The role of museums in advancing skills for the 21st Century
Malta Experience Auditorium
There is a growing embrace of UNESCO’s Futures Literacy framework as a key capability for the 21st Century. A broad international movement of institutions is dedicated to Futures Literacy. Many of them are assembled in a newly-founded worldwide network called FORMS: Futures-Oriented Museum Synergies.
FORMS is premised on the assumption that if museums want to advance the public’s imagination on futures through participatory processes then they need to ‘walk the talk’ and be open to experimenting with ways of connecting and learning from one another. FORMS in this sense becomes not only a platform to exchange ideas and experiences but also a forum for co-creation and collaboration.

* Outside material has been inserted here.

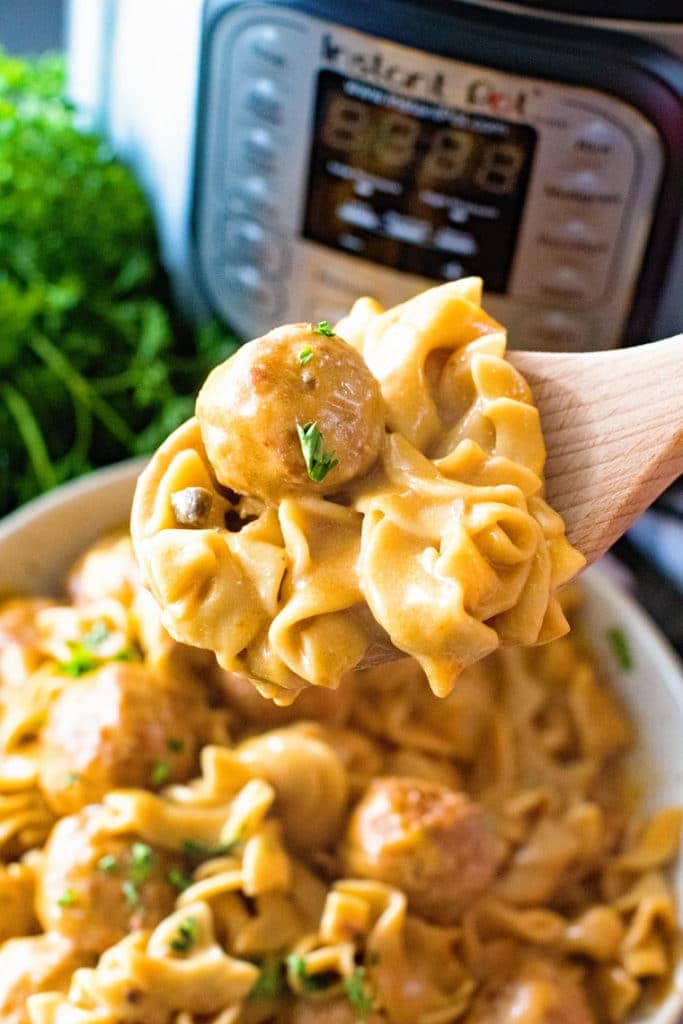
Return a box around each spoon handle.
[510,336,683,564]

This panel, with directors from international futures-oriented museums within the FORMS network, will discuss the role of Futures Literacy in museums, as well as the relevance for networks such as FORMS, towards advancing 21st Century skills and capabilities.
This session is sponsored by Archimedes Exhibitions as a part of the 21st century skills conference track.
Outcomes: what will participants get from this session? Skills, knowledge, experience etc.
What is FORMS and what makes it unique from other networks? What is Futures Literacy and how is it relevant to FORMS? How might we define a futures-oriented museum? How can museums help advance 21st Century Skills? Why - and how - are museums essential for the diversification, democratisation, and decolonisation of futures? How could futures-thinking and futures-practices help museums shapeshift their roles as “guests” in the minds of their audiences?
Session speakers
Dubai
United Arab Emirates
Lath Carlson, founding Executive Director of Dubai’s Museum of the Future, will explore the importance of bringing a collective and global perspective to futures work. We still live in an era when the mass conception of the future is one in which technology has had a negative impact, and a singular hero is required to save us (maybe with a sidekick/love interest). From the MOTF’s position at the world’s crossroads, we rather see a hopeful future centred on collective action and systemic change. The challenges experienced over the last year using this approach will also be openly discussed
Maria Isabel Garcia will explore the role of museums in the context of the “rage”, and “constant and imminent peril” brought about by emergencies like the climate crisis and the biodiversity crash. If the future were a sniper and we are at the crosshairs of both of those emergencies, fed and complicated by other wide-scale systemic problems, what does resilience look like in terms of “skills”, “exchange”, “cooperation” and how can re-imagined museums help not just convene these voices but bring them to act for positive change?
Stefan Brandt will delve into how Futures Literacy can be conveyed through exhibitions, events, and workshops. Increasingly, interactive and dialogic formats are replacing the traditional "deficit model" of communicating to the audience. In this context, it will be highlighted how the FORMS network aims to ensure a knowledge transfer of innovative ideas between its global members. Part of this effort are the FORMS network's joint festivals on Futures Literacy, hosted annually by rotating international institutions. Findings from the first public FORMS festival, held in Berlin in the fall of 2022, will be presented.